Effective Data & Time Series Analysis with Deedle (from BlueMountain)
Deedle (http://bluemountaincapital.github.io/Deedle) is a new open-source library for data and time series manipulation. It supports wide range of operations such as slicing, joining and aligning, handling of missing values, grouping and aggregation, statistics and more. Deedle is written in F#, but it also provides an easy to use C# interface.
In this talk, we’ll demonstrate Deedle by analyzing time series financial data from historical Yahoo stock prices. Then we’ll try to understand the US government spending with data from Freebase and WorldBank and finally, we’ll explore the Titanic survivals data set.
Although the main focus of the talk is the Deedle library, we will demonstrate the entire “data science” stack for F# along the way. We will:
· Use F# Data type providers to fetch data from the internet
· Align, process and explore data using Deedle
· Perform advanced statistical computations using the R type provider
· Visualize data using R’s ggplot and F# Charting
Tomas Petricek is a long time F# enthusiast and a founding member of the F# Software Foundation. He has been a Microsoft C# MVP since 2004, and together with Jon Skeet wrote Real-world Functional Programming which explains basic functional concepts using C# 3.0 (teaching F# alongside). He also contributed to the development of F# during two internships at Microsoft Research in Cambridge. Tomas is a PhD student working on functional programming languages, but he spent last 3 months as an intern at BlueMountain Capital.

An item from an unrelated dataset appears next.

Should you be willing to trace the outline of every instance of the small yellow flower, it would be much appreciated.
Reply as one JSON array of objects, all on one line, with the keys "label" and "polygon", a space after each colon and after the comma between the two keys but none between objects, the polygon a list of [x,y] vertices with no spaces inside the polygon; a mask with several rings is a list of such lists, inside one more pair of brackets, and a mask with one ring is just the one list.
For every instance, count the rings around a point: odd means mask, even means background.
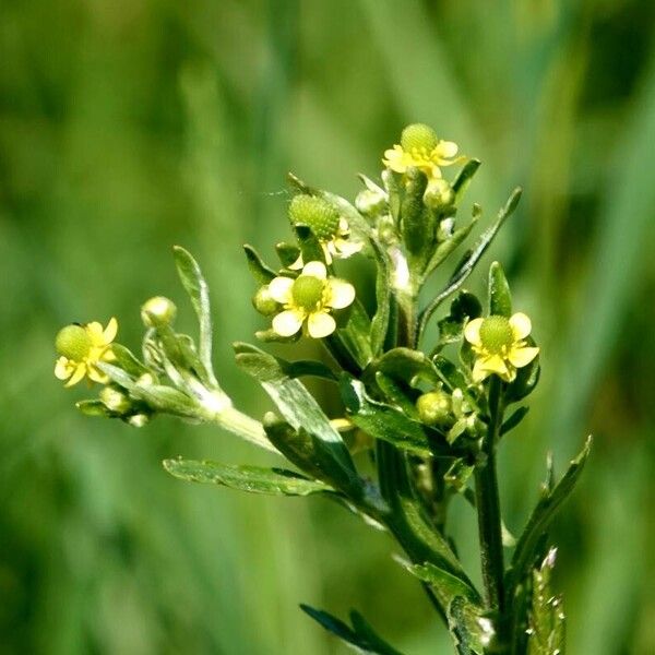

Howard Mansell is the head of Core Quantitative Strategies at BlueMountain Capital, and was previously the CTO of Quantitative Strategies at Credit Suisse and a Core Strategist at Goldman Sachs. Howard ran the F# initiative at Credit Suisse, rolling out F# to over a 100 Quantitative Strategists. He has worked with a variety of functional and dysfunctional programming languages and frameworks. At BlueMountain, Howard is responsible for the research framework, FinLab, which includes the open source technologies described in this talk.